2. Magonia followers run parallel to themselves and can get neither vertical or horizontal (commonly called anal
retentiveness).
3. Pelicanists are like tornados. They both suck.
4. Information is freedom if you pay for it.
5. Forteans are just as weird as the stories they collect.
6. He didn't have a nice New Year's Eve because he didn't get to see the big Green Ball come down in Times Square (he ain't
got a TV... talk about being more primitive than a Mongolian sheep herder).
7. Look up to the night sky and name your next kid, "Percival."

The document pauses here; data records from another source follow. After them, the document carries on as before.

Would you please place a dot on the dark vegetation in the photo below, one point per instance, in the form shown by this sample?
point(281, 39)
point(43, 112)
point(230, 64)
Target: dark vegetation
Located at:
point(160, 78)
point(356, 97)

8. Metaphysics is what physics hides in the closet and denies.
Wendy Connors
To which Panzerben replied:
Hello darling, I know ya like plain speaking, so here's giving it to ya! In case you didn't know, girl, TV is simple-minded doll-talk for the boondocks. You must be the last person on Earth not to know this. Here it is in British, Wendy. Girl, as a regular viewer, you must be more full of propaganda and symbol-manipulation than an organic Pepsi. You must be more full of subliminal suggestions than a genetically modified irradiated bottle of catsup. There is only one solution to your addiction to the electrical Doll's House: throw it into the nearest whole-earth rubbish tip as fast as you can. I guarantee that within a few hours you will spew out the Doll Culture, so keep an environmentally friendly bowl handy, girl, and farm out the kids for the day whilst you go through cold turkey. Withdrawal is no fun. Have a friend standing by with hot and cold towels for the sweats, chills, and the shaking as all the advertisements tumble out from your psyche. Getting rid of the idiot's lantern is what hippies used to call re-birthing. Regular junk culture detox is essential for
existential survival. Mickey Mouse is not so much to be hunted and killed as excreted. Next, kill the
newspapers. After that, you will feel like a young American woman again with an eye on the main chance and ready for anything. You will move along the sidewalk like a tornado. Your mind will feel as big as the planet Mars, and amazing thoughts will pour out like lava from your unclogged mental pores.